For full-time faculty and staff, monthly premiums for the high-deductible "employee only" plan will rise from $146.17 to $160.77, while family coverage will jump from $641.68 to $705.79, an almost $770 increase per year. PPO plans, which many employees with dependents rely on for broader networks, will rise by over $100 per month, with family PPO coverage now exceeding $1,078 per month. Part-time employees face even sharper increases: a family PPO plan rises from $1,634.47 to $1,797.76, costing nearly $2,000 more each year. These increases do not simply affect household budgets; they alter whether employees can remain in the insurance plans they need.
The final and perhaps most overlooked concern is affordability beyond health care, especially for students. Since I arrived on campus in 2022, Macalester's total cost of attendance has climbed from $78,900 in 2022-23, to $82,991 in 2023-24, to $86,133 in 2024-25, an increase of nearly 10 percent in just three years. Macalester is not alone; institutions across the country have reported similar spikes, driven in part by rising employee health insurance costs. When institutions face higher premiums, often hundreds or thousands of dollars more per employee, the financial pressure eventually flows through to tuition increases for students. Medicaid cuts worsen this trend by increasing uncompensated care costs statewide, which in turn, raise premiums and strain colleges further.
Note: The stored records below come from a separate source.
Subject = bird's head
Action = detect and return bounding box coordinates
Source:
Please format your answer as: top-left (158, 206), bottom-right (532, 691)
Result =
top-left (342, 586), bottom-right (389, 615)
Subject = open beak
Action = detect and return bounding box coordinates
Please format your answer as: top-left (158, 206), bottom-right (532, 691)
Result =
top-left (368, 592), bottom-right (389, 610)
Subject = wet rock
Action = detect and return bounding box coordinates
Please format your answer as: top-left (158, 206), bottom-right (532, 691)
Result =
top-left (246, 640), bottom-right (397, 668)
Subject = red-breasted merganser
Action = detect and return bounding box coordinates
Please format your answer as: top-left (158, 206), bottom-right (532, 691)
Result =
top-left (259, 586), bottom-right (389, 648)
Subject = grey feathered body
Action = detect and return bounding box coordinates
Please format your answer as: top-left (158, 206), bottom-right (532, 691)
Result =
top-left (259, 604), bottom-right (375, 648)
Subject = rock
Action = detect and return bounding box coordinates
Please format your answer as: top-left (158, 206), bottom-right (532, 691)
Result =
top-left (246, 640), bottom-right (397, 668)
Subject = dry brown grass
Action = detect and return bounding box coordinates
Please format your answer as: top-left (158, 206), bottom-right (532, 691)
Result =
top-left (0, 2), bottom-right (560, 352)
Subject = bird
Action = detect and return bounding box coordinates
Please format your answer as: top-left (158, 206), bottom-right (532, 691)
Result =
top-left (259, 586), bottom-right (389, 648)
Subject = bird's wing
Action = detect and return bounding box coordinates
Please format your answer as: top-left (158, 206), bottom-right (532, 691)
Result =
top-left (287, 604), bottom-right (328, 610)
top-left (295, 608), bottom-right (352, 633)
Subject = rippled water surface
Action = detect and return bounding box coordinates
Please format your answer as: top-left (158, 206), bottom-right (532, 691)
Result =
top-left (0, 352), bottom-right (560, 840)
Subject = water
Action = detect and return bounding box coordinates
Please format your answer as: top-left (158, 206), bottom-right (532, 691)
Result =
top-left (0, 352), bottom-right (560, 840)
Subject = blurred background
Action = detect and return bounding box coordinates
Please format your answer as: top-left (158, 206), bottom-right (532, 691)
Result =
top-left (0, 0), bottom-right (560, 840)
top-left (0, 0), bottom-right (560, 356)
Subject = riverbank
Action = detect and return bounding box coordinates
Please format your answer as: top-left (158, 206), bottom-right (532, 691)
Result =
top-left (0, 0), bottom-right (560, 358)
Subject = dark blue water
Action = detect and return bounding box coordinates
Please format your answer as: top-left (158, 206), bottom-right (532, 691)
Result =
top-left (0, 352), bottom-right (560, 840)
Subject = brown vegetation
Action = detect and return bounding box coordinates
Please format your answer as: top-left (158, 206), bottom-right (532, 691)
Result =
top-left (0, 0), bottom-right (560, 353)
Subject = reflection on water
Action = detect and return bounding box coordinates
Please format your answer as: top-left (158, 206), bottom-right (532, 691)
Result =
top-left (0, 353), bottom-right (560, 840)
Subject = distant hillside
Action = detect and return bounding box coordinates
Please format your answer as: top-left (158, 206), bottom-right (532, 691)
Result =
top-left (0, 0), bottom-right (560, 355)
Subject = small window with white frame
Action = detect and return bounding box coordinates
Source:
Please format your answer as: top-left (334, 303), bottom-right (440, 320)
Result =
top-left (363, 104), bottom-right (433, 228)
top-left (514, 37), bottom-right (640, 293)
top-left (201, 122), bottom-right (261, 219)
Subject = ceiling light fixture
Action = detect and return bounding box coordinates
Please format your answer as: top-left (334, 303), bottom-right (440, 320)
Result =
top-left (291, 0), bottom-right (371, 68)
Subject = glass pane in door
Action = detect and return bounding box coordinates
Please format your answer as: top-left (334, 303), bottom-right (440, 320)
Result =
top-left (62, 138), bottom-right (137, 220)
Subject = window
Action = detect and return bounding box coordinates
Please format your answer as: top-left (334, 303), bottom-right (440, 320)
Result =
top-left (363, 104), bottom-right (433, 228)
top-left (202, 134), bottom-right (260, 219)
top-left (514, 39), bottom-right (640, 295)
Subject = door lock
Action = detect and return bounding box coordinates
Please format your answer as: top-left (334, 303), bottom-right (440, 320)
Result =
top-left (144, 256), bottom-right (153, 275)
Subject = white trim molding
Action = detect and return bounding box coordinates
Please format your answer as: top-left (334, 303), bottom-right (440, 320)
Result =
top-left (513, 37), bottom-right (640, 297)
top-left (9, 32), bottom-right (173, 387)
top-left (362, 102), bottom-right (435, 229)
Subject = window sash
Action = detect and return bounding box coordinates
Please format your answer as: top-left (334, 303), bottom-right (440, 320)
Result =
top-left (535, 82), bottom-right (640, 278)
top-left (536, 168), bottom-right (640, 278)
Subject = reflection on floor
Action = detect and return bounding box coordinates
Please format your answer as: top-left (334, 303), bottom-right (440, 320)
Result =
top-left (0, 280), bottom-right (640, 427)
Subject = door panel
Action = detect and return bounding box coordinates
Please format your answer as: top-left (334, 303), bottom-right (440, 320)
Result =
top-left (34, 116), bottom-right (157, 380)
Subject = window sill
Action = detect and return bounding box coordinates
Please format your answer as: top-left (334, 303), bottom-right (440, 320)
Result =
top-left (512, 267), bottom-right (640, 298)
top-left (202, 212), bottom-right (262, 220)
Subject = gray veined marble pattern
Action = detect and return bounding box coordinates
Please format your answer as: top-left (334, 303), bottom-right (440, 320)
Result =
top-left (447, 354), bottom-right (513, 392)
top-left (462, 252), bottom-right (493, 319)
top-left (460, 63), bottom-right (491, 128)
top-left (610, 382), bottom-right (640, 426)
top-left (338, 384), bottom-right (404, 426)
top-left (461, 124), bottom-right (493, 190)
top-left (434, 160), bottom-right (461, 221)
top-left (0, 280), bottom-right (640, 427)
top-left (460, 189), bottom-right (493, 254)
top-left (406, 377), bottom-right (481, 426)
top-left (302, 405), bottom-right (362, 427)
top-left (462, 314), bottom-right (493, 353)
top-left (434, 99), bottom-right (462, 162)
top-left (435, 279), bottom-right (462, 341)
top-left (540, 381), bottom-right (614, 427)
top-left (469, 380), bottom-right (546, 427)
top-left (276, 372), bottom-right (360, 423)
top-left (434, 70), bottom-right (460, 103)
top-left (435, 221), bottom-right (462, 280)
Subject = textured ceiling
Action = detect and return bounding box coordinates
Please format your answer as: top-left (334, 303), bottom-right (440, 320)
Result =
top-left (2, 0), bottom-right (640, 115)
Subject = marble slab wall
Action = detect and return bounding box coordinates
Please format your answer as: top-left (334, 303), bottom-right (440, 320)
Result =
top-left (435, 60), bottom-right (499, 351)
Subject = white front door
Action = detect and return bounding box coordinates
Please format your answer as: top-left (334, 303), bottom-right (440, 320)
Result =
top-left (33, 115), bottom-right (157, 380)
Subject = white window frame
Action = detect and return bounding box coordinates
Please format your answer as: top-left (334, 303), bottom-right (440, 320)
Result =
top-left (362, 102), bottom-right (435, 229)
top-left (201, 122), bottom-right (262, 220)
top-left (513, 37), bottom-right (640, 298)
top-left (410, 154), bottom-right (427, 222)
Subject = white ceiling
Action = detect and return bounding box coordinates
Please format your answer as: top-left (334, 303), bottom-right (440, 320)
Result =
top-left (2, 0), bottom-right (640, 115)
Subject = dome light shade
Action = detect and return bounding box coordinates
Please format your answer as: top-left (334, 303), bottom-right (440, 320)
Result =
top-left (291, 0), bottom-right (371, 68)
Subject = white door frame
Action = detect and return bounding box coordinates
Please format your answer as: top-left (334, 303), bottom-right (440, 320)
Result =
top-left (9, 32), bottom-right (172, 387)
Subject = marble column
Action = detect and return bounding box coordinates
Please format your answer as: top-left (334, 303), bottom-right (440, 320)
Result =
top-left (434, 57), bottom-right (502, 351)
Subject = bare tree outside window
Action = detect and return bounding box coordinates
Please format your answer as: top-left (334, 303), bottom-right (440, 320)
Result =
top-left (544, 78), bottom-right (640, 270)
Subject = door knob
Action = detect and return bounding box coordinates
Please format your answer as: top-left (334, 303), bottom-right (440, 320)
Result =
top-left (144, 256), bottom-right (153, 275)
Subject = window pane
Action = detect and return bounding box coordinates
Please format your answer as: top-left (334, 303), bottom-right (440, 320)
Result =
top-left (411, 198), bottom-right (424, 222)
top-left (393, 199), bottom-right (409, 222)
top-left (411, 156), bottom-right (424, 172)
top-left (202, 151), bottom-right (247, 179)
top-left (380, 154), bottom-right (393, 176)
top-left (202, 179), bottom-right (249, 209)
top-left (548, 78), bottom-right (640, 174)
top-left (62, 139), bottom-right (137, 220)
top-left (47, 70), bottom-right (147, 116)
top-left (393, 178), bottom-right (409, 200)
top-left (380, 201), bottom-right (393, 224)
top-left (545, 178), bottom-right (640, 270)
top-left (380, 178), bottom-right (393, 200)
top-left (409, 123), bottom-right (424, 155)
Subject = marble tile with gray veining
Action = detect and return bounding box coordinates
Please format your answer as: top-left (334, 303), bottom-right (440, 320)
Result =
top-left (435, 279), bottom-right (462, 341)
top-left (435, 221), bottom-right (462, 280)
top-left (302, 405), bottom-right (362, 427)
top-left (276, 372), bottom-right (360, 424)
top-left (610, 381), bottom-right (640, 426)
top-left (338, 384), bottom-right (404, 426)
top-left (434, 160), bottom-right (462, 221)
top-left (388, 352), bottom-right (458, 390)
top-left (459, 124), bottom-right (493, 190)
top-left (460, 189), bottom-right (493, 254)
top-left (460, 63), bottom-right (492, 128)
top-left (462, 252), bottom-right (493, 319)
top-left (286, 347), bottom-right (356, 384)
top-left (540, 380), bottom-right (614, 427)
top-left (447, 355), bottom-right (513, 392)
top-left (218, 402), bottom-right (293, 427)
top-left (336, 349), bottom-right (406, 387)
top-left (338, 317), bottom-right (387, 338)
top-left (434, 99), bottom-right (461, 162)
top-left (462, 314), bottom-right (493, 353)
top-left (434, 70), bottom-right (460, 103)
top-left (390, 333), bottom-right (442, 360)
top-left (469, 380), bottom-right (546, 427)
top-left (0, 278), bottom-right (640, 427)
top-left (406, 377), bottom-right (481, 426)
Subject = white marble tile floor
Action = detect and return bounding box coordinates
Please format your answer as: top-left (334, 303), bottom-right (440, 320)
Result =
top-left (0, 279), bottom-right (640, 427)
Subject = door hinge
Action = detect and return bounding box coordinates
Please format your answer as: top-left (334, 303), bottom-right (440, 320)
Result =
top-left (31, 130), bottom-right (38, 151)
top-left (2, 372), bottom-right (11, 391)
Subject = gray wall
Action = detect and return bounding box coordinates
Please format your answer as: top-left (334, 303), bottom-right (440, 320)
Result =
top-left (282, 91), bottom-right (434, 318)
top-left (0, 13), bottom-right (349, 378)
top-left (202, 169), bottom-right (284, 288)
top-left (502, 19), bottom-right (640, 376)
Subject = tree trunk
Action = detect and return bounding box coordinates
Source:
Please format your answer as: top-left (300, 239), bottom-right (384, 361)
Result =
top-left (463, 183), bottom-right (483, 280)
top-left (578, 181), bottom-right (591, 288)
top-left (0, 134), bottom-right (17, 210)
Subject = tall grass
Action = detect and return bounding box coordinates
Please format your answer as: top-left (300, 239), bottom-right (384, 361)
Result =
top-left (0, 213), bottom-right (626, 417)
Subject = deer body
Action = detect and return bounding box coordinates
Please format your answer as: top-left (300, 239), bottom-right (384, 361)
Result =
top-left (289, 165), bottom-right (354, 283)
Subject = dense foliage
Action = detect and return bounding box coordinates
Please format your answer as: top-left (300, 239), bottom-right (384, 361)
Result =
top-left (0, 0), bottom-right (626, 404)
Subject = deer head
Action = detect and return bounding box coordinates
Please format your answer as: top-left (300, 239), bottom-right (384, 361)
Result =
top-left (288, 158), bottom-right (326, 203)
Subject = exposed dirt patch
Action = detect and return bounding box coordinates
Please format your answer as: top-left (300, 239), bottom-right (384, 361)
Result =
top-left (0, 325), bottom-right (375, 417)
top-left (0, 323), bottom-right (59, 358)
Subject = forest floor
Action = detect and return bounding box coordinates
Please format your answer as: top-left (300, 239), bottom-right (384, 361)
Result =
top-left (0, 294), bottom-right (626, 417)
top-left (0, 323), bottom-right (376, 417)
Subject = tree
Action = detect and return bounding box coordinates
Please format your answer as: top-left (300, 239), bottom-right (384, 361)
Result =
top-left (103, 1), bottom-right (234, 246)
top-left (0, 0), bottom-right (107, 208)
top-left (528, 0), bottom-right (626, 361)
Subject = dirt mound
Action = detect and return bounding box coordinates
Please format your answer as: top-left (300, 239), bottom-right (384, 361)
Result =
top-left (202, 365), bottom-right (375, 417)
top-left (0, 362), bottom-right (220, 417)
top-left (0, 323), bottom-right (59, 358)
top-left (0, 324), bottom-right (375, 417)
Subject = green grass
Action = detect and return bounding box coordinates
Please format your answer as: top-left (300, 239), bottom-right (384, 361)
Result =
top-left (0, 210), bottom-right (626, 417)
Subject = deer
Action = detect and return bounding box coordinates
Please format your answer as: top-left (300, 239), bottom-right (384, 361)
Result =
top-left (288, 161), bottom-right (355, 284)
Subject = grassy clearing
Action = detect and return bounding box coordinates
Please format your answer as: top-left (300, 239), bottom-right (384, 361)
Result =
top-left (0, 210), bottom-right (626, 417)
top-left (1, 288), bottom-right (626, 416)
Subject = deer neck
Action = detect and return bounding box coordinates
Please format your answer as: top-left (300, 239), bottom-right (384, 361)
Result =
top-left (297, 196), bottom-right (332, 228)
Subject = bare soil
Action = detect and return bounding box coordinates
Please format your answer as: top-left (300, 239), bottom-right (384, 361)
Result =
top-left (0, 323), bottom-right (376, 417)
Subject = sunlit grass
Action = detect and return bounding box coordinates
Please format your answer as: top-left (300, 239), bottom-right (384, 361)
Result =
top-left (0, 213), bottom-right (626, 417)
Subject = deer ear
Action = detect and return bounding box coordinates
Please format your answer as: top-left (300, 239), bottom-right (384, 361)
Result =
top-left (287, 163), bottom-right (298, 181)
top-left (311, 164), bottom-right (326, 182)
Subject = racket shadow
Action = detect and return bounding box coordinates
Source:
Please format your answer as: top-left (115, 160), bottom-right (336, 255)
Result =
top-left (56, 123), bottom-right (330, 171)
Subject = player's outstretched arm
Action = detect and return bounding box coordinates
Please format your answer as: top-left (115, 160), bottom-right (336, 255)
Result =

Even students who waive Macalester's health plan feel the ripple effects; rising operating costs translate into tuition hikes that shape who can afford to stay enrolled.
Minnesota's Medicaid changes are often framed as isolated policy decisions. They are not. They reflect a national failure to treat health care as a shared public good rather than a fragmented market. The consequences are here, and they touch every corner of our campus community. So I urge Macalester students, staff and faculty to pay attention, speak up and organize. Contact your representatives. Attend local hearings. Push this institution to publicly advocate for the stability and affordability its community depends on. We cannot afford to watch these changes unfold in silence.